The secret to maintaining any deep, meaningful relationship is coffee and conversation. Sociologists refer to these concepts as commonality and intimacy.
We are drawn to others by what we share with them, our commonalities, such as our mutual enjoyment of coffee. This is the introduction, the spark. Without the commonality there is nothing that prompts us to do more than notice those around us. Perhaps we may appreciate the visual distraction they provide, but our commonalities are the lead in to establishing a relationship.
What really seals the relationship, however, is the conversation, or rather the quality of the conversation, the intimacy. We can talk about our mutual enjoyment of coffee, but the relationship may stay superficial. It is the deeper meaning of the coffee that must be explored. What does the coffee mean to us? How does it make us feel? What do we do when it is too dark and bitter for us to take?

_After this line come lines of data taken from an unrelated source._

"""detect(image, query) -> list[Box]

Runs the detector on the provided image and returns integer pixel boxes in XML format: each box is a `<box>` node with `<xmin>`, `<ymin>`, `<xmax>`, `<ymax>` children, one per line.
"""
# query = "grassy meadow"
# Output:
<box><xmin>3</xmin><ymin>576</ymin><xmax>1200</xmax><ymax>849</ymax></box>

Those that engage in the conversation of the deeper meaning of coffee with us are the ones who cross the threshold from acquaintance to friend. The best friends are the ones who divulge and invest as much as we do in the conversation. It is important to note that the conversation may change and evolve over time, but the conversation we begin with a friend continues for life with only momentary pauses.
I am always fascinated by the thoughts and feelings of others. It is also interesting to read up on studies and articles about relationships such as in Friendship: The Laws of Attraction. This one got me thinking after a particularly emotional week connecting with my dearest friends, and the result of that thought process is what you have just read. What are your thoughts on friendship?